Dans une déclaration commune publiée à l’issue d’une rencontre, les dirigeants ont souligné l'importance d'accroître la pression économique sur la Russie « dès maintenant, et jusqu'à ce qu'une paix juste et durable pour l'Ukraine soit garantie ».
Ils ont décidé de prendre de nouvelles mesures « pour retirer le pétrole et le gaz russes du marché mondial, pour mettre fin aux importations restantes sur leur territoire et pour dissuader les pays tiers de commercer avec la Russie dans les domaines pétrolier et gazier et d'alimenter l'effort de guerre russe ». À ce propos, le Premier ministre hongrois, Viktor Orbán, dont le pays est encore dépendant de l'énergie russe, devrait se rendre la semaine prochaine à Washington pour discuter des questions énergétiques avec le président américain, Donald Trump.
Les dirigeants sont aussi convenus de prendre des mesures supplémentaires contre les navires de la ‘flotte fantôme’. « Ces mesures comprendraient de nouvelles sanctions, des mesures visant à dissuader les pays tiers de s'engager avec la 'flotte fantôme', un partage d'informations accru ainsi que la disponibilité à recourir aux pouvoirs de réglementation et d'interdiction », ont-ils précisé.

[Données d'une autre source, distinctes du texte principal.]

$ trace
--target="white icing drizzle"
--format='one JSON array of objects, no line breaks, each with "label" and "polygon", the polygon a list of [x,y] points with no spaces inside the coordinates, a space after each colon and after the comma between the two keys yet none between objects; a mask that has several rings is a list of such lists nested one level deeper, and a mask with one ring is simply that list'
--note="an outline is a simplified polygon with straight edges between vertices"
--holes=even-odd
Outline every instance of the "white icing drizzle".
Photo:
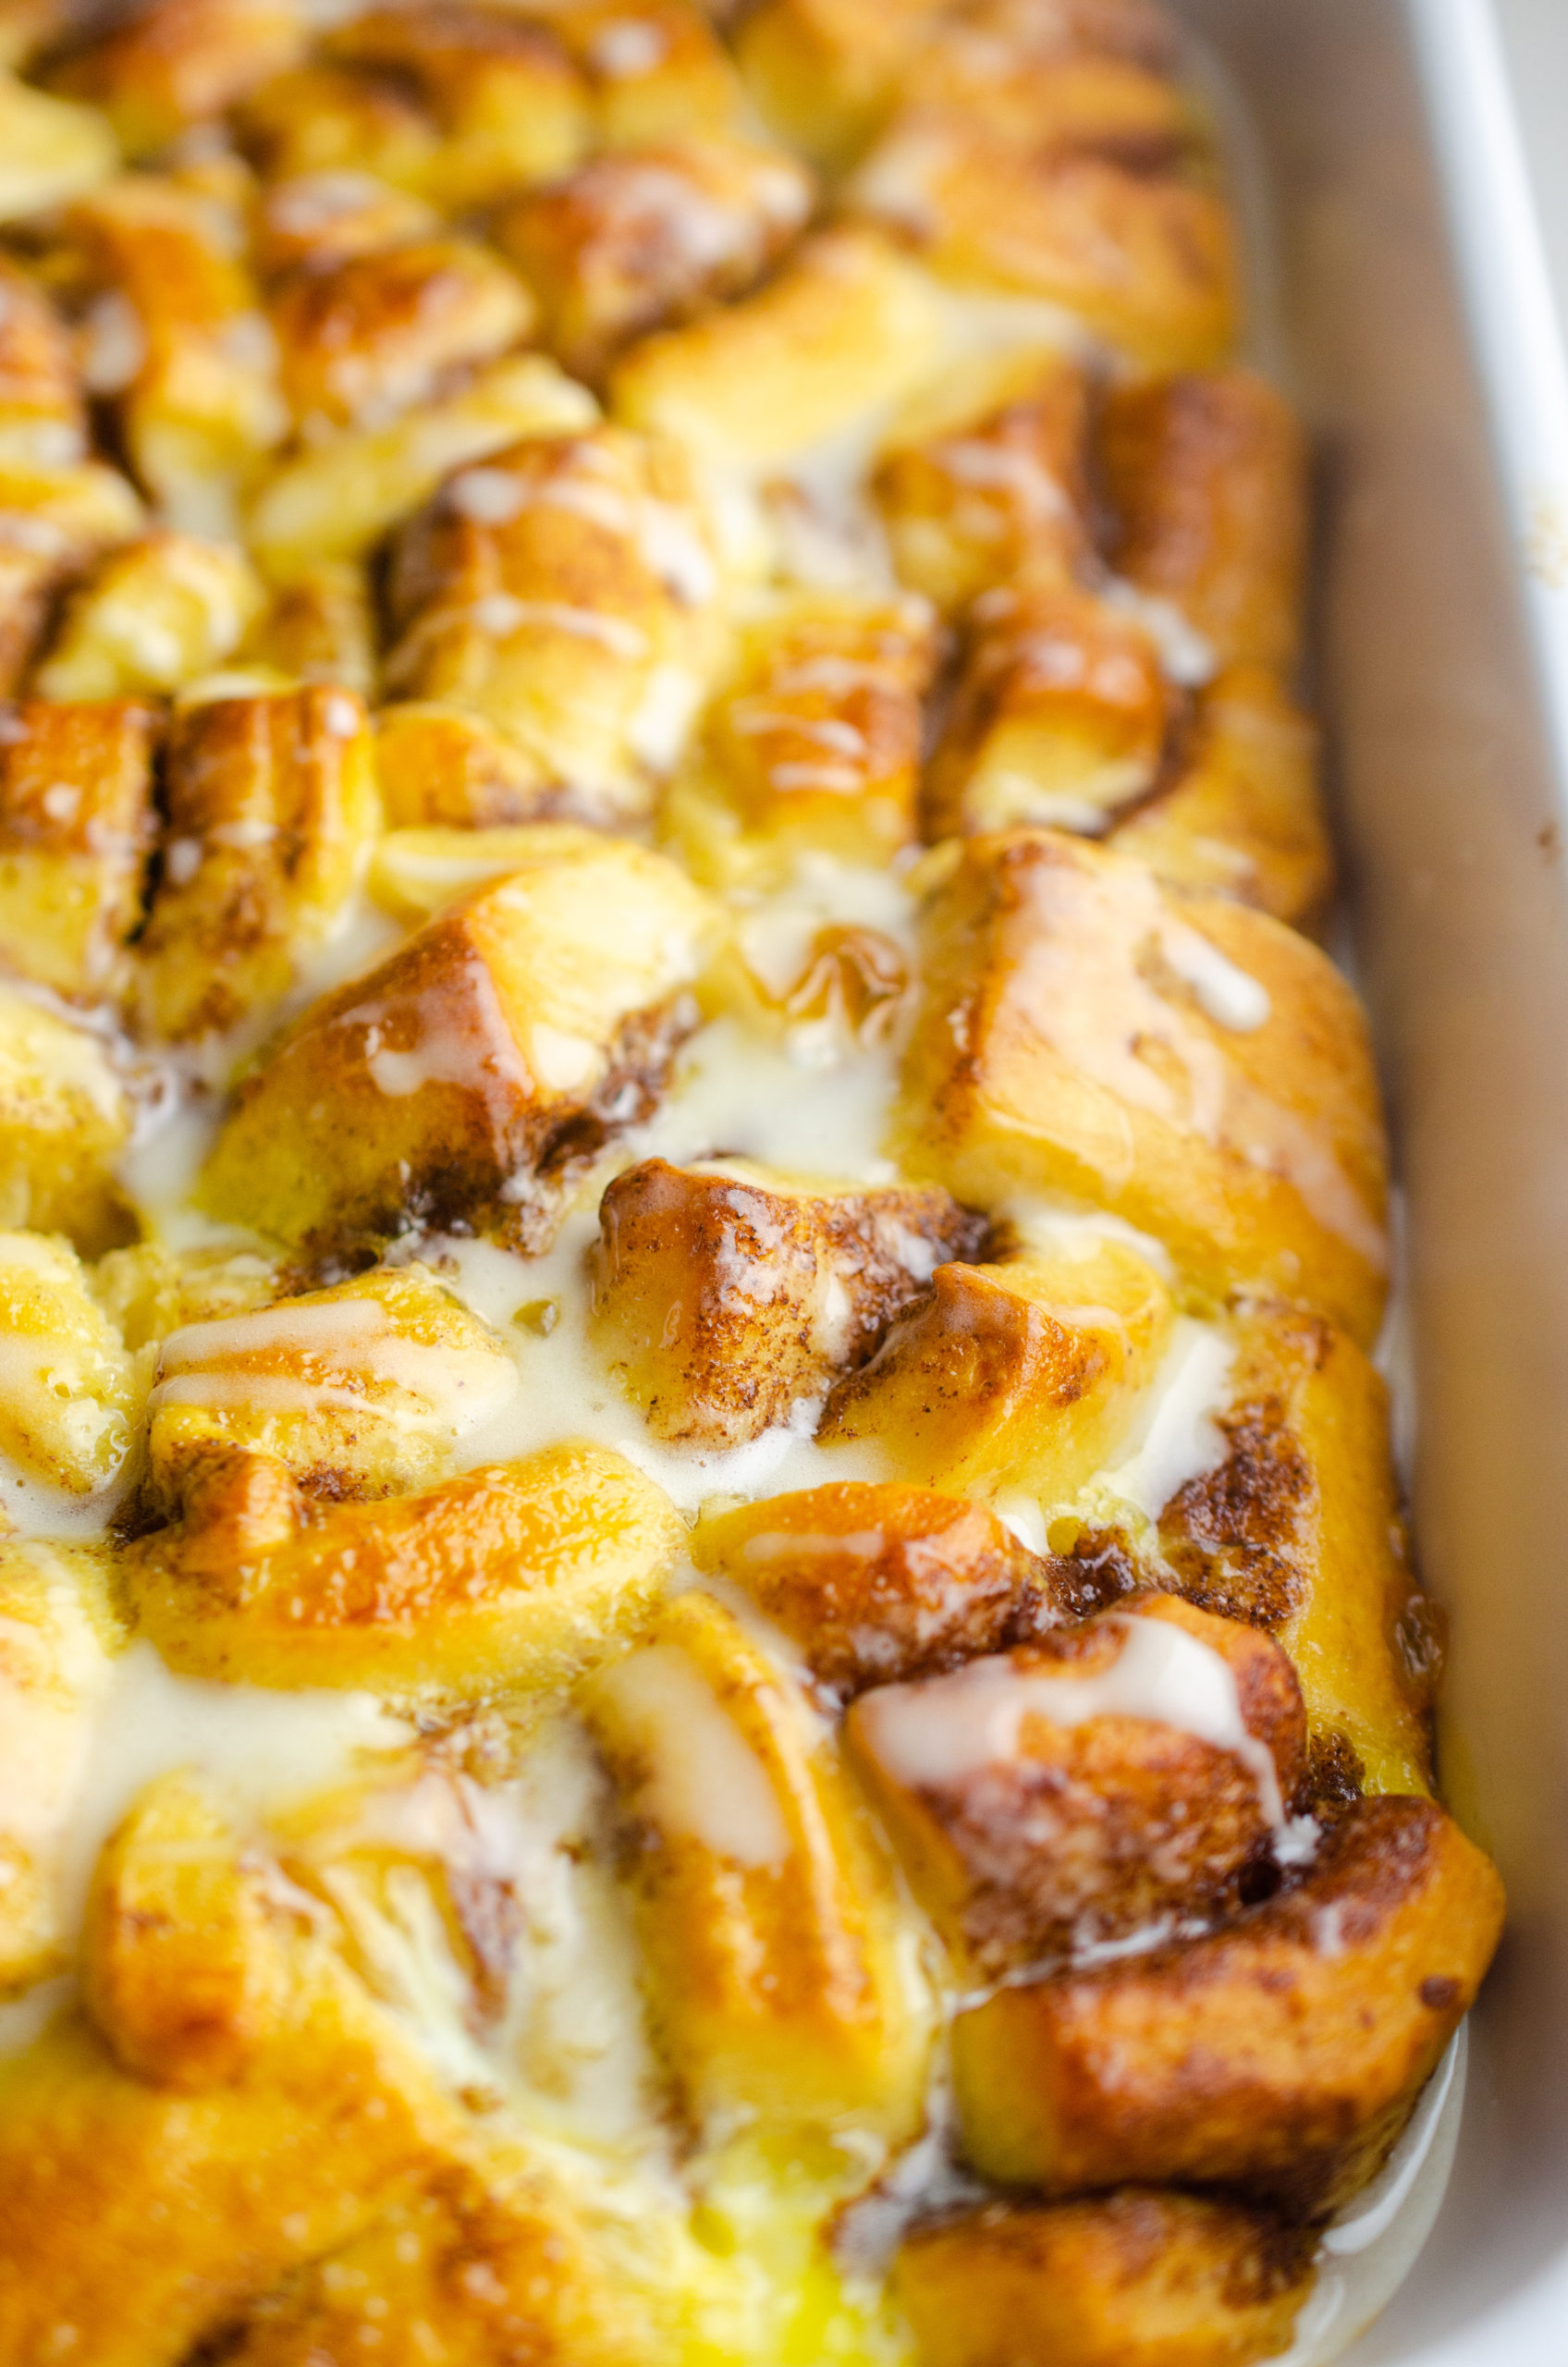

Condamnant fermement la destruction par la Russie des infrastructures énergétiques et gazières de l'Ukraine, les dirigeants ont décidé de garantir la résilience énergétique de l'Ukraine, de fournir une aide d'urgence pour protéger et reconstruire les infrastructures énergétiques et de continuer à apporter davantage de soutien militaire, notamment en défense aérienne.
Dimanche, le président ukrainien, Volodymyr Zelensky, a annoncé que la France avait décidé de fournir à son pays des avions de chasse Mirage supplémentaires et des missiles de défense antiaérienne, et que le Royaume-Uni continuerait de soutenir l'Ukraine en matière de défense aérienne en fournissant des missiles et en produisant des drones intercepteurs.
Les membres de la coalition ont en outre exprimé leur intention de répondre aux besoins financiers urgents de l'Ukraine pour 2026-2027, « notamment en élaborant des options pour utiliser la pleine valeur des avoirs souverains russes immobilisés » (EUROPE 13737/1). « Cela devrait s'ajouter aux flux existants d'aide militaire bilatérale, qui ne diminueraient pas », ont-ils promis. (Camille-Cerise Gessant)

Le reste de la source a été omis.